Der Schömberger Gastronom Marco Koch hat mit der Waldschenke in der Dokusoap „Mein Lokal, dein Lokal“ ein sehr achtbares Ergebnis erzielt. (Screenshot) Foto: "Mein Lokal, Dein Lokal - der Profi kommt"/KabelEins/Joyn.de

Eine ganz enge Kiste: Marco Koch von der Schömberger Waldschenke hat bei der aktuellen Staffel der Kabel Eins-Dokusoap „Mein Lokal, dein Lokal“ den zweiten Platz erreicht.

Schömberg - Alle Achtung: Das Team der Waldschenke hat sich wacker geschlagen. Das Ambiente und das Essen in dem Ausflugslokal am Schömberger Stausee ist bei Kochs Gastro-Kollegen und bei Moderator und Spitzenkoch Mike Süsser sehr gut angekommen.

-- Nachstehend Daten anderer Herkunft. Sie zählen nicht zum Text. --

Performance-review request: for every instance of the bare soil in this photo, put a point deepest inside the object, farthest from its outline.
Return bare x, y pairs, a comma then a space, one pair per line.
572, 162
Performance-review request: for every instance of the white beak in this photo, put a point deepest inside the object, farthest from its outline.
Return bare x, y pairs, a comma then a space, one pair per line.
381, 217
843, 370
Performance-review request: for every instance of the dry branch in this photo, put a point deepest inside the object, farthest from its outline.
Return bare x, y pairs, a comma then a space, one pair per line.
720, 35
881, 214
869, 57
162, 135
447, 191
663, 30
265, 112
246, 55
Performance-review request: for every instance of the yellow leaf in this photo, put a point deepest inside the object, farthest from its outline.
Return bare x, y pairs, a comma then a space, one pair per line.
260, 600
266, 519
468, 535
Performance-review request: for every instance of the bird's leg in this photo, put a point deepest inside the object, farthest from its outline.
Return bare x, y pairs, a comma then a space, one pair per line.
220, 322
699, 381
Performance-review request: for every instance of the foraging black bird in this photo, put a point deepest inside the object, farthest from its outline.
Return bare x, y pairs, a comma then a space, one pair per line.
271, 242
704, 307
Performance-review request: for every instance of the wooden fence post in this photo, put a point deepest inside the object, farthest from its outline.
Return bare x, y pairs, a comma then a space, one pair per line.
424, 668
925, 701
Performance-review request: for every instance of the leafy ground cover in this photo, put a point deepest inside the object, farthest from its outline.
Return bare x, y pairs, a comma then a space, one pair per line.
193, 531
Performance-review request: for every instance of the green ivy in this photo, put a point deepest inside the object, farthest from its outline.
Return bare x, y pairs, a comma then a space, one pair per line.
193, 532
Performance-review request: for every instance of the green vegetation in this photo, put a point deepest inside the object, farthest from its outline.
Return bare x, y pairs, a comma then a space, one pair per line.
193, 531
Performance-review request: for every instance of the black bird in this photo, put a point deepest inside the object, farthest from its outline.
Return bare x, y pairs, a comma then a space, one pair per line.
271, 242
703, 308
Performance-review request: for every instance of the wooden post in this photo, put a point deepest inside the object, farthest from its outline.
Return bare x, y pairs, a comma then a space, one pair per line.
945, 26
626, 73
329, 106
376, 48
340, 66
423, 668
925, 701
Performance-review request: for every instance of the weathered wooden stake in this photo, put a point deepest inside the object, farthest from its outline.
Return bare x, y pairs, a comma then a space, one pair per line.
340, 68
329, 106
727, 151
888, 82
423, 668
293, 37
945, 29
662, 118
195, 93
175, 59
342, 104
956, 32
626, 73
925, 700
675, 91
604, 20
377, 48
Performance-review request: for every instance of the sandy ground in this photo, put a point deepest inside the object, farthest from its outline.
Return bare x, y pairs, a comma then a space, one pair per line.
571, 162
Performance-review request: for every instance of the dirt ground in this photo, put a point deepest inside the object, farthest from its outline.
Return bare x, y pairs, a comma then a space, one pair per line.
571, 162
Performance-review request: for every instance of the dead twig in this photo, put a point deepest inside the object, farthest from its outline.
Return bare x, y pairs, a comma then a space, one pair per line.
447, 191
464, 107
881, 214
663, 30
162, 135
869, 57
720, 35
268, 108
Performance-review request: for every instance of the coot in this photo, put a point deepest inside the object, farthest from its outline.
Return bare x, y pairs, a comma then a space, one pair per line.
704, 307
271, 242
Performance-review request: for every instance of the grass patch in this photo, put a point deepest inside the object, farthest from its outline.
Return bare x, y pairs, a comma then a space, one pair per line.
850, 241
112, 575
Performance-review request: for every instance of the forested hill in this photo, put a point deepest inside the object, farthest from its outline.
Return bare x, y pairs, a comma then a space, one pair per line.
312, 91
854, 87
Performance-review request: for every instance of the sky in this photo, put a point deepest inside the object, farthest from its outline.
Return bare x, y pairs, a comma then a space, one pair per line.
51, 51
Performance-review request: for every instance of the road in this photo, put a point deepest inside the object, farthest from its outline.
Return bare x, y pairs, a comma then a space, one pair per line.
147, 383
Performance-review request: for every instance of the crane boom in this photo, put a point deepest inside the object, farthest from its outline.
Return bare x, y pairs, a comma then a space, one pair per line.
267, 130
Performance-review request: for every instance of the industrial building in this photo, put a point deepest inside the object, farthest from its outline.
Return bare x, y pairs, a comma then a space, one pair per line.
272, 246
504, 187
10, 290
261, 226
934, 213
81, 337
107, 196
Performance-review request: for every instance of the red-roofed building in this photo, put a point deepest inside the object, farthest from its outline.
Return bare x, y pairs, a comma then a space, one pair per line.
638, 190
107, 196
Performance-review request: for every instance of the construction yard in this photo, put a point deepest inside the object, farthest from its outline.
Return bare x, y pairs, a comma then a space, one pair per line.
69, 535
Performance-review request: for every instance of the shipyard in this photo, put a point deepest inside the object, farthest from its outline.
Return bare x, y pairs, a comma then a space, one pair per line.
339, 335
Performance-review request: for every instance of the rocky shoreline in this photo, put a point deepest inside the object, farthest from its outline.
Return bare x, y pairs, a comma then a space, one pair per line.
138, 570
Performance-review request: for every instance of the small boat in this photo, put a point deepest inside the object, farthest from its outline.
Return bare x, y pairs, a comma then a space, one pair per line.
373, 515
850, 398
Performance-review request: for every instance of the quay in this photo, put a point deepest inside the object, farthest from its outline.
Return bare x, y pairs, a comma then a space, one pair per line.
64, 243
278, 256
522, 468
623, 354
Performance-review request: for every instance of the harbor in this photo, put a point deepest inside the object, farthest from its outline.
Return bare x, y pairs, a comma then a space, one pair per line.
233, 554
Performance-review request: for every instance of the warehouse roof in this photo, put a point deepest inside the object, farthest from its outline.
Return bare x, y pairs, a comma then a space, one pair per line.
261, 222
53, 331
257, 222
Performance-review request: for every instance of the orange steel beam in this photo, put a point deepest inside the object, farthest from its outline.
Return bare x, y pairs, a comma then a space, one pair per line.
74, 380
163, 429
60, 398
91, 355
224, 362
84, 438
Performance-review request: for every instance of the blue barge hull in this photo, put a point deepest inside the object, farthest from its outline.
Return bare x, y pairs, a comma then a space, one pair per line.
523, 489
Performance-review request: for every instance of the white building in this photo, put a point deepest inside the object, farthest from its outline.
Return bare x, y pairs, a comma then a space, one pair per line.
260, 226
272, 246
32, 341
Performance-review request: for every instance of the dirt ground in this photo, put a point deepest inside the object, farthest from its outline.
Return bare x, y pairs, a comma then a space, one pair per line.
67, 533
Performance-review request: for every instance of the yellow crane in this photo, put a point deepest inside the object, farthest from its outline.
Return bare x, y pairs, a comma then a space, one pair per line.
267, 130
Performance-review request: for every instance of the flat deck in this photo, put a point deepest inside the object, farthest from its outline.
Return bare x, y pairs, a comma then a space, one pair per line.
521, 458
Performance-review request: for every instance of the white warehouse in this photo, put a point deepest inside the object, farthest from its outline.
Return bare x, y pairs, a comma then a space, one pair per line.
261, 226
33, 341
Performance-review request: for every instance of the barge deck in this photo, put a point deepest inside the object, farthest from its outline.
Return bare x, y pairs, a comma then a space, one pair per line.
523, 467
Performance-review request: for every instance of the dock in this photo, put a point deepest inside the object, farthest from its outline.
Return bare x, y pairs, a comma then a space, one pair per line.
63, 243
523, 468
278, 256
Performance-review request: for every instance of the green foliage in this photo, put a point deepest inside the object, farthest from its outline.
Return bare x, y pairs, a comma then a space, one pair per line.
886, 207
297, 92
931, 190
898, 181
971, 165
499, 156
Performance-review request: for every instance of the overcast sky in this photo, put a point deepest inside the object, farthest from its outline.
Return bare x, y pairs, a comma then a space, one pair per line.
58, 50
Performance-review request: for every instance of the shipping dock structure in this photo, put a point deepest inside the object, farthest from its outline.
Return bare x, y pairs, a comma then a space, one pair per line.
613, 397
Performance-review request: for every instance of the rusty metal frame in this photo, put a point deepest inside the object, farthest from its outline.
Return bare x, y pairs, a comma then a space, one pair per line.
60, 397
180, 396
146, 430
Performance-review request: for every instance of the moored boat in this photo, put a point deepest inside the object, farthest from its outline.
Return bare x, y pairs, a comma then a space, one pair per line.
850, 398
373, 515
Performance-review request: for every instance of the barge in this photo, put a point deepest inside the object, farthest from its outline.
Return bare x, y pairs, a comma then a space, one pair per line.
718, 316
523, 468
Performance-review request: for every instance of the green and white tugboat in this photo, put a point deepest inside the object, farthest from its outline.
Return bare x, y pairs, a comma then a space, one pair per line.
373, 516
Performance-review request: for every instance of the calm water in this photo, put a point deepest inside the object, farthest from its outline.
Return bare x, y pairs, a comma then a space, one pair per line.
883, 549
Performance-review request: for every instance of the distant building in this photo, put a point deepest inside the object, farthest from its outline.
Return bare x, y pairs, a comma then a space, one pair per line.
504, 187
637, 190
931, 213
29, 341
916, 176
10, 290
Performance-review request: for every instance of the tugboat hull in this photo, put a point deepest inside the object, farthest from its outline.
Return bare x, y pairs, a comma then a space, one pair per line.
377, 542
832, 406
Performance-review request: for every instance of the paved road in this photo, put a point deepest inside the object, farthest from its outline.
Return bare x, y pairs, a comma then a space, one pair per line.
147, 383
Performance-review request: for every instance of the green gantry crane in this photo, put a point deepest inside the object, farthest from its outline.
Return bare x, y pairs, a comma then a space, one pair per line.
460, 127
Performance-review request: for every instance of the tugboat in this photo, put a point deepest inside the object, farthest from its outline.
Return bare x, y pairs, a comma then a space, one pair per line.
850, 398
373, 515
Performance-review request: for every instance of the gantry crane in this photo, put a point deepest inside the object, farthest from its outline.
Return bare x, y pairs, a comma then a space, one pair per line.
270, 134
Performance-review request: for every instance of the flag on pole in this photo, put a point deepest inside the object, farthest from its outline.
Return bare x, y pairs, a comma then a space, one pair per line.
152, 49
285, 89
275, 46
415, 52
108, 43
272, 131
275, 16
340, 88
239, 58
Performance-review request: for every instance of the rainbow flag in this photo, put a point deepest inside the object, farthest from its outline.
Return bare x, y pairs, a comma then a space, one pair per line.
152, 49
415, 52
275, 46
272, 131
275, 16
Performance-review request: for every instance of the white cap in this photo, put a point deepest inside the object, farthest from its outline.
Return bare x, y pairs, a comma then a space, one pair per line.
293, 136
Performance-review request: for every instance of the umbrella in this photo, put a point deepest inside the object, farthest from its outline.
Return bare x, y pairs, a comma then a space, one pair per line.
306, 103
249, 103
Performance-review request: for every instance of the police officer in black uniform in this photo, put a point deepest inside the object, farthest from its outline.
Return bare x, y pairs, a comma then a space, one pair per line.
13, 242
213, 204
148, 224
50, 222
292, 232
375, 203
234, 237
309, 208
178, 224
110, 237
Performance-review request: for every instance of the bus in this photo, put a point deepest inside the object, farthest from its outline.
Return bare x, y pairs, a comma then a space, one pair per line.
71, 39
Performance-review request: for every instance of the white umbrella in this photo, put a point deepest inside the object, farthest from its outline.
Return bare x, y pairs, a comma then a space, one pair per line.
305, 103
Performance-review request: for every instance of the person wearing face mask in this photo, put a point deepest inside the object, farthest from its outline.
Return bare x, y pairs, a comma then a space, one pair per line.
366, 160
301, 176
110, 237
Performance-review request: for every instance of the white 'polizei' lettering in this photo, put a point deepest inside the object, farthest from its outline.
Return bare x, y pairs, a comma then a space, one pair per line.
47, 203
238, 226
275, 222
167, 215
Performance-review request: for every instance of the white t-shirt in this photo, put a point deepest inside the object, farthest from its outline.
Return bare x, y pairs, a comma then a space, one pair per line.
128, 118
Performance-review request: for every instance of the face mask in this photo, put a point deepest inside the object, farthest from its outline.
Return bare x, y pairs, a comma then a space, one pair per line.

Koch erreichte 43 Punkte und liegt damit nur einen Punkt hinter den beiden Spitzenreitern, den Reutlinger Lokalen Alte Mühle und L'Onore, die mit jeweils 44 Punkten den ersten Platz belegten.

Stolze Punktzahl

Etwas abgeschlagen erreichte das „Schilling am Bahnhof“ in Holzgerlingen mit 39 Punkten Platz drei. Der „Entaklemm'r“ in Riederich belegte Rang vier mit 32 Punkten und fiel gegenüber den Konkurrenten doch klar ab.

Von Mike Süsser gab es am Finaltag der aktuellen Staffel für die Waldschenke stolze neun Punkte, wobei der Starkoch die Küche dort als „leicht affektiert“ bezeichnete, mit den Speisen und dem Service freilich hoch zufrieden war.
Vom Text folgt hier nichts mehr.